Since embedded devices are resource-constrained, solutions to enforce control-flow integrity (CFI) and data-flow integrity (DFI) are only viable if they are very lightweight. For example, \(\mu \)RAI [2] uses LLVM compiler passes to enforce return address integrity by removing the need to spill return addresses to the stack. Silhouette [34] leverages an incorruptible shadow stack for hardening backward indirect jump and uses a label instruction for protecting forward indirect jump. CFI CaRE [20] leverages TrustZone to implement a shadow stack mechanism. DFI is used to protect the integrity of memory access (e.g., maintaining and checking bounds information for each memory read or write). DFI requires much more instrumentation than CFI, because it needs to perform checks at memory access points rather than just at indirect branches. As such, there are fewer solutions for DFI than for CFI for embedded systems, as pointed out in a recent survey [17]. One notable work is OAT [24], selectively protects critical data on embedded programs. Therefore, it reduces performance overhead by instrumenting critical variable access, but sacrifices protection. However, this solution does not affect the protection provided by CEFI. Existing work cannot prevent exploitation of privilege separation vulnerabilities without violating control and data flow properties.

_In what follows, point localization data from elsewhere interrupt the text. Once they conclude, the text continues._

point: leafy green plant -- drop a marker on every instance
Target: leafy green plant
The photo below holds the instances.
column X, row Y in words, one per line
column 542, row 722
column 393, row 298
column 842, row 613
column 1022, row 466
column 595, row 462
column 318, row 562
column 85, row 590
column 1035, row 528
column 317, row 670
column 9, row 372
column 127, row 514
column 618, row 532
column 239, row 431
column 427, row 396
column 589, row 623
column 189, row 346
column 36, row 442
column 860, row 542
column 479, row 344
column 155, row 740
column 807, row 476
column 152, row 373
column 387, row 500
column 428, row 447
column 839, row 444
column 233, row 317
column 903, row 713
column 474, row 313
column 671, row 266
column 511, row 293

6.2 Context Sensitive Defense Solutions

Context sensitivity allows defenses to be more restrictive than traditional CFI and DFI solutions can be, by considering not just static properties of the control and data flow graphs, but also the actual control flow path taken at runtime. Calling context is widely used in context-sensitive defenses [9, 18, 19, 27,28,29]. For example, PathArmor [27] conducts context-sensitive static analysis over the CFG on-demand, and provides context-insensitive CFI policies. However, PathArmor [27] does not protect against privilege separation vulnerabilities. Henry et al. [9] and David et al. [28] use the call stack and calling context for anomaly detection and system call trace consistency, but these methods are expensive [5]. Qiang et al. [33] propose HeapTherapy for lightweight trace collection and exploit detection, which aims to mitigate traditional heap buffer overflows. We use calling context encoding to defend against privilege separation vulnerabilities and logic bugs without control flow violations in resource-constrained embedded systems.

7 Conclusion

With the development of the Internet of Things (IoT), the application scenarios of embedded devices are becoming broader and more complicated. As a result, there are interactions between the various entities (i.e., cloud, the IoT device, mobile app). This causes the rise of a new type of vulnerability, privilege separation vulnerabilities, that can be exploited to launch attacks (e.g., device hijacking attacks) without control flow anomalies. Therefore, we propose CEFI- Command Execution Flow Integrity, to protect embedded devices against such attacks. Finally, we apply CEFI on five real-world programs. The evaluation shows that CEFI can effectively prevent this type of attack, with negligible runtime overhead of 0.18% and negligible memory overhead of 0.19%. In future work, we plan to evaluate CEFI on larger IoT systems.